Book Sixteen: Friends, Lovers, Chocolate

Friends, Lovers, Chocolate, Alexander McCall Smith



I just can't seem to help myself. I didn't mean to come back to McCall Smith so soon, but I really wanted to go back into his little world of Isabel Dalhousie and Edinburgh and these low-stakes mysteries. This was enjoyable enough, but something--something that I just can't put my finger on--is lacking in these books. Maybe it's that the mysteries aren't quite mysteries. Really, the satisfying thing is the characters and the setting and the dialogue. I can picture these books as episodes of a television show, something akin to "Murder She Wrote," which, p.s., I totally loved way back when.

I swear, after this, I'm moving on to some more substantial books. Soon.

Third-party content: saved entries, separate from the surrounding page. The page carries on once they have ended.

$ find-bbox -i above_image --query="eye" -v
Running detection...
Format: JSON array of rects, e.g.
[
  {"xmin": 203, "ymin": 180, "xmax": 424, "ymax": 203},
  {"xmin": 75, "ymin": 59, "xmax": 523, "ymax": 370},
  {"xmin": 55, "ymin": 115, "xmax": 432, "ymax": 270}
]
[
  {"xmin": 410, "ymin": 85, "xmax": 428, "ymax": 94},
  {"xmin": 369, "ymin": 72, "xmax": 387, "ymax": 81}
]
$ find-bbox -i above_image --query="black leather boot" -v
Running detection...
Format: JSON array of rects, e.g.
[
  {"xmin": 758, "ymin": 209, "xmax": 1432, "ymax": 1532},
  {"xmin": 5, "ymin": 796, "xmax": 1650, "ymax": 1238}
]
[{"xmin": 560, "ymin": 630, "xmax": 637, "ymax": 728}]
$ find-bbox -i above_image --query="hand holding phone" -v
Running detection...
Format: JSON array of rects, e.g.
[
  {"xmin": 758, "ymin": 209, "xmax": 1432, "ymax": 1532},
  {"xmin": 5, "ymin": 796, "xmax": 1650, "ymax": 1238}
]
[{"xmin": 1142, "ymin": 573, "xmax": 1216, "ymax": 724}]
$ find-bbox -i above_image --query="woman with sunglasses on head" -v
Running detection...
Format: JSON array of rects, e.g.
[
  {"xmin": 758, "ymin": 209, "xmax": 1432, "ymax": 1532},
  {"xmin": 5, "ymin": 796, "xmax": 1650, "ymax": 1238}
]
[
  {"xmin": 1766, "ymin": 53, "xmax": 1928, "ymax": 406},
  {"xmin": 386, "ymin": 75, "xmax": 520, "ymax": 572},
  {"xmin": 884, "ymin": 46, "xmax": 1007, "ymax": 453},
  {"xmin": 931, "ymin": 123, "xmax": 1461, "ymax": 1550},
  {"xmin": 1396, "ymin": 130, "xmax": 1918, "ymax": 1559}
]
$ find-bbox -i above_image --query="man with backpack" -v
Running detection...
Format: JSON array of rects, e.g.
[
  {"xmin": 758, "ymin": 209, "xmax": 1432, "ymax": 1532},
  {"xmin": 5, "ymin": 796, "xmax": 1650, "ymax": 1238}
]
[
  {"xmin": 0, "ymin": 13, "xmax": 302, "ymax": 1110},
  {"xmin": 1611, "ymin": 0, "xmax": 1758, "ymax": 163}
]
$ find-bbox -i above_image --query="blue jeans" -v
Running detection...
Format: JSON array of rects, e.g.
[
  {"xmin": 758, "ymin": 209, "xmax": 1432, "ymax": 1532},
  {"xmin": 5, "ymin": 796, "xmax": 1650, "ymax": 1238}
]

Book Fifteen: The Gun Seller

The Gun Seller, Hugh Laurie



Is there nothing that Hugh Laurie can't do? He acts, he's funny, he's serious, he plays the piano... and he writes novels, too! Chris has had this book lying around forever, and about once a year or so he mentions how great it is, so after reading a Scottish mystery it seemed like a good time to read a British spy novel. Though, this one is meant to a be a sort of spoof. And it is unbelievably funny... though by the end it seemed to take itself more seriously than it started out doing, and I wondered how much of a spoof it really was. Then again, are spy novels ever really that serious to begin with?


I hear that Hugh Laurie has written the screenplay for this, and as I read the book I could totally picture the movie in my head, with Hugh Laurie starring as Thomas Lang, the hero, of course. I suspect that he, too, pictured himself as the star, what with the motorcycle riding and dry wit and all that. Whoever stars, I look forward to seeing the movie, if it's ever made. The terrorist stuff might be a bit too much nowadays, but I think it might ok if done right.